It’s been a fantastic summer for me so far working at the Lean Enterprise Institute, learning with the broader lean community, but most of all, as I’ll explain, working as Operator #1.
After taking over the CEO role from John Shook last October, I’ve spent too long with my head down, trying to grasp the current condition, getting to know our internal team and LEI faculty, and beginning to grapple with the sort of problems that any small nonprofit has in staying focused, sustainable, and centered on mission, in our case: the spread of lean thinking and practice.
I came up for air long enough to meet many in our community at the Lean Transformation Summit in Nashville in March, but mostly stayed close to Cambridge. This summer I’ve been able to get around a bit more.
In June, I attended the Lean Healthcare Summit in Chicago, sponsored by our sister organization Catalysis. More than 700 learners in an industry that I know too well: 18% of GDP and some would say, about 30% waste. That’s a trillion dollars of opportunity, folks; not to mention countless lives saved. Great presentations about the work underway from South Africa to Cleveland to improve the reliability of care and the value-creation process.
From there, I took in “Designing the Future,” our inaugural Lean Product and Process Development Summit in Traverse City, MI. I grew up not that far away in northern lower Michigan, and it was great to be back in the heartland. You only have to read the press about Tesla or GE or a thousand other companies to realize how much lean thinking is needed and effective in the development of products that shape our society and future. We’ll do this event again next year.

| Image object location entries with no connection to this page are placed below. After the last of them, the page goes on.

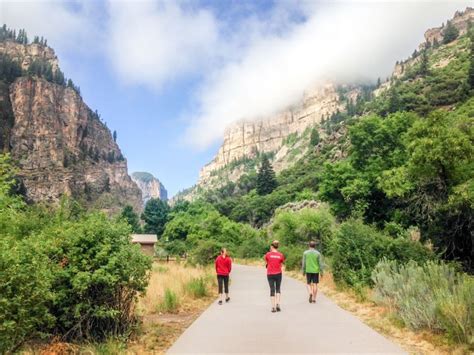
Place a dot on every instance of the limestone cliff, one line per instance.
(60, 145)
(247, 139)
(150, 186)
(460, 20)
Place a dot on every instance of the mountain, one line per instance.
(60, 145)
(150, 186)
(285, 136)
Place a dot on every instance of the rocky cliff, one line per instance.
(150, 186)
(247, 139)
(460, 20)
(60, 145)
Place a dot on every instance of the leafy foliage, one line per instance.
(357, 248)
(155, 216)
(131, 217)
(64, 271)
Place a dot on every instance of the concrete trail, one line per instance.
(245, 325)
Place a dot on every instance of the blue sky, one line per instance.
(169, 76)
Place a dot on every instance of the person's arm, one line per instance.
(303, 264)
(321, 265)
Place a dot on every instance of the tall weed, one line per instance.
(196, 287)
(170, 302)
(432, 296)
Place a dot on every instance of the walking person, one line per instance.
(274, 260)
(312, 267)
(223, 269)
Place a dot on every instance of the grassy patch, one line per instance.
(196, 287)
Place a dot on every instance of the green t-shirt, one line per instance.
(312, 263)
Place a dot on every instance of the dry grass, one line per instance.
(161, 329)
(384, 321)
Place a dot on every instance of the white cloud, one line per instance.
(153, 42)
(344, 41)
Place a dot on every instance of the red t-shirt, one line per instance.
(223, 265)
(274, 260)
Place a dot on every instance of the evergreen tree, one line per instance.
(450, 33)
(314, 139)
(266, 181)
(424, 66)
(132, 218)
(155, 216)
(470, 75)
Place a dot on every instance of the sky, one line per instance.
(170, 76)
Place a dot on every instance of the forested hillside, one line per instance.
(389, 178)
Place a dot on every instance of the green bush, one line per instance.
(293, 257)
(170, 302)
(358, 248)
(25, 292)
(432, 295)
(97, 276)
(298, 228)
(205, 252)
(196, 287)
(254, 247)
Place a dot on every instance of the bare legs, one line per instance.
(314, 287)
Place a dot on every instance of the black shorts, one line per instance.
(275, 283)
(312, 278)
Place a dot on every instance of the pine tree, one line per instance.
(424, 65)
(470, 75)
(155, 216)
(314, 139)
(131, 217)
(266, 181)
(450, 33)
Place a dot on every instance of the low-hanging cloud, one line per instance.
(342, 42)
(248, 67)
(155, 42)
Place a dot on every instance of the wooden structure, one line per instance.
(146, 241)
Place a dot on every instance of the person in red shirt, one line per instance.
(274, 259)
(223, 269)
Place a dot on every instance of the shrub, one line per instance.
(97, 276)
(205, 252)
(432, 295)
(170, 302)
(293, 257)
(196, 287)
(25, 293)
(253, 247)
(358, 248)
(298, 228)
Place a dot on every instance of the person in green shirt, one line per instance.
(312, 266)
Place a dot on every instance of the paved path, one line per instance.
(246, 325)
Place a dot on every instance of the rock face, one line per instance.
(246, 139)
(150, 186)
(61, 146)
(460, 21)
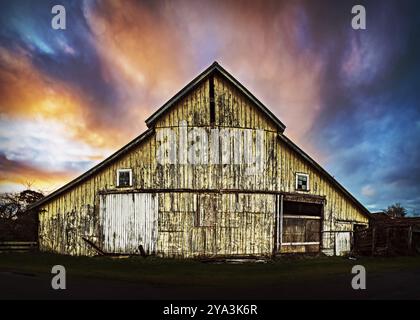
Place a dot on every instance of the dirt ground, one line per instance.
(28, 276)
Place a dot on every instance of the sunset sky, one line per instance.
(349, 98)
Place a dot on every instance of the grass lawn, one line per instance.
(160, 271)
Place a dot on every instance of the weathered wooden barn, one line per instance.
(212, 176)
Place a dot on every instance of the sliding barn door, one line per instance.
(129, 220)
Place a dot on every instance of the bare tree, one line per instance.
(16, 222)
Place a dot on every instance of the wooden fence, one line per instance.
(18, 246)
(387, 240)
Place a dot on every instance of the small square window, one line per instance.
(302, 182)
(124, 178)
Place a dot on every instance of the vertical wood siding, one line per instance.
(129, 220)
(244, 222)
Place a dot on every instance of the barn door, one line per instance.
(129, 220)
(342, 243)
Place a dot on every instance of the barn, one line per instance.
(213, 175)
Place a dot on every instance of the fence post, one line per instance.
(410, 238)
(373, 240)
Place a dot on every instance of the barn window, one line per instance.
(302, 181)
(205, 213)
(124, 178)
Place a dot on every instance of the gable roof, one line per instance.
(321, 170)
(214, 68)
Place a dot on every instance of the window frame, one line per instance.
(130, 171)
(297, 180)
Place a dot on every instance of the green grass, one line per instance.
(159, 271)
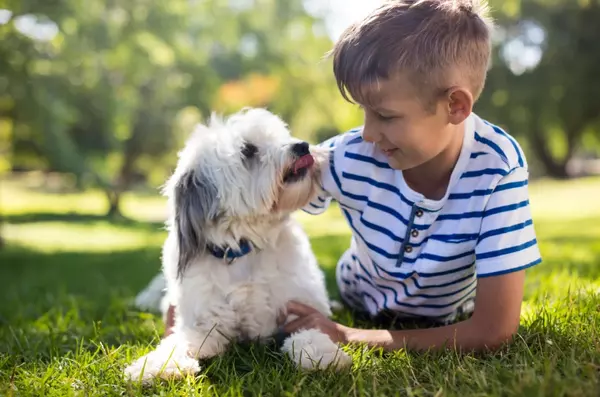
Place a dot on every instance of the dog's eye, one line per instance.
(249, 150)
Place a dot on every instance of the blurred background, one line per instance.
(101, 94)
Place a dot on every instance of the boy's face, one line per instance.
(402, 128)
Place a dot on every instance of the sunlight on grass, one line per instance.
(96, 237)
(66, 326)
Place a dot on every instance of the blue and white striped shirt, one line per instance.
(422, 257)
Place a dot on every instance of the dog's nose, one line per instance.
(300, 149)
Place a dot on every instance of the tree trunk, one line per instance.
(555, 168)
(114, 201)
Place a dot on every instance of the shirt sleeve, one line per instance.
(507, 241)
(328, 189)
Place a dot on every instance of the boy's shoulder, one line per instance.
(494, 148)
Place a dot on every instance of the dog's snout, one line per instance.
(300, 149)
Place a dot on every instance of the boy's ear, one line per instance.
(460, 104)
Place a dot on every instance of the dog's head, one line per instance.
(235, 178)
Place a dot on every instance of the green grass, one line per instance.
(68, 275)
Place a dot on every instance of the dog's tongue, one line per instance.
(303, 162)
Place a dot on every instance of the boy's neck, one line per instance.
(431, 179)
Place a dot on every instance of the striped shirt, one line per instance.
(420, 257)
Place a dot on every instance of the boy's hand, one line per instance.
(309, 318)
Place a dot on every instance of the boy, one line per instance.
(435, 196)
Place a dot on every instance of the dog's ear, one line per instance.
(195, 205)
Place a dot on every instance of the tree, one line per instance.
(101, 99)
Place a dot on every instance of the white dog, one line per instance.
(233, 256)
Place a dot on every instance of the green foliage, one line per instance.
(112, 89)
(552, 103)
(66, 326)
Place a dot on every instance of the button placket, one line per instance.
(410, 231)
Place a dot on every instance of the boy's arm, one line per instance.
(505, 248)
(495, 320)
(327, 189)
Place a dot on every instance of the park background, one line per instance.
(97, 97)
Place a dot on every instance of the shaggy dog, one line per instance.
(233, 256)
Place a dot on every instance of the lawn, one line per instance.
(66, 327)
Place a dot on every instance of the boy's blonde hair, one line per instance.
(433, 43)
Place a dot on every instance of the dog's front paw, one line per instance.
(168, 361)
(312, 349)
(147, 368)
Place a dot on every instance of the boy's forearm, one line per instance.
(465, 335)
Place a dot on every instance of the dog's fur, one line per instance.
(232, 184)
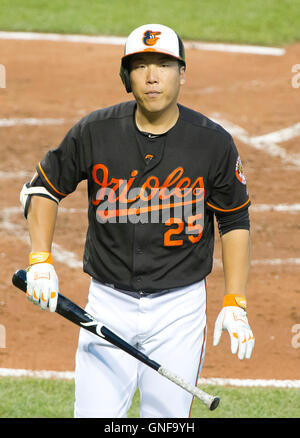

A few weeks ago, I was off to the Lean Coaching Summit in Seattle, an event we have co-sponsored for a number of years with our friends from Lean Frontiers. Coaching is foundational to the work we do and the presentations gave terrific insight into what makes for effective coaching for lean change in an enterprise. Charlie Murphy from Turner Construction, John Shook and Isao Yoshino sharing a stage to reflect on their coaching relationship at NUMMI, and Renee Smith and Holly Jensen presenting about driving fear from the workplace and replacing it with love were high points for me. This fall, I plan to return to Washington to take in a session of Renee’s new community initiative called Make Work Human. A smaller group spent a great day of reflection on the character of lean coaching after the event, led by our own Senior Coach Josh Howell and Chairman John Shook.
But the highlight of the summer so far has been right here at LEI, where I participated this week in the pilot of a new workshop we are developing called “Building a Lean Management System.” The title doesn’t really capture the experience: this is not the kind of learning that we usually think of as a workshop. It’s built around a manufacturing simulation, a production line in which the learners participate in the roles of assembly operators, process engineers, team leader, and manager in a production facility that builds lock sets -- the kind you open your door with. For two days, we struggled to meet customer demand for quantity, quality, and schedule; we failed, did kaizen, studied our process and learned to measure our cycle time, takt time, lead time, and defect rate during multiple production runs, interspersed with PDCA and expert coaching.
I was Operator #1, tasked with beginning the lock assembly process. The pressure was on at this virtual gemba! I have to say, I fulfilled my role brilliantly: creating defects and trying to learn from them. But by the end of our second day, under the watchful eye of our coaches, we had succeeded in transforming our production system from push to pull using visual signals, coordinated parts resupply, heijunka, kaizen, and PDCA. From meeting roughly 40% of customer requirements with plenty of defects in our first run, we built a production system that met 100% of customer demand with zero defects in a calm, orderly, quiet work environment where my production colleagues and I were able to report less stress and strain and greater job satisfaction.
This is (IMHO) the way that we’ve all learned what brought us into the lean community in the first place, by seeing and participating in the miracle of lean production and the engagement of human creativity in the task of creating value, and it’s really exciting to be part of this new adventure in andragogy, uniting theory and practice. Look for this workshop to be offered to our broader community in the near future, and many thanks to my LEI colleagues Karen Gaudet and Jikku Mohan for leading this event and to our learners from vocational education, biopharma, healthcare, auto repair, public service, and others who joined us in bringing this new experience to life.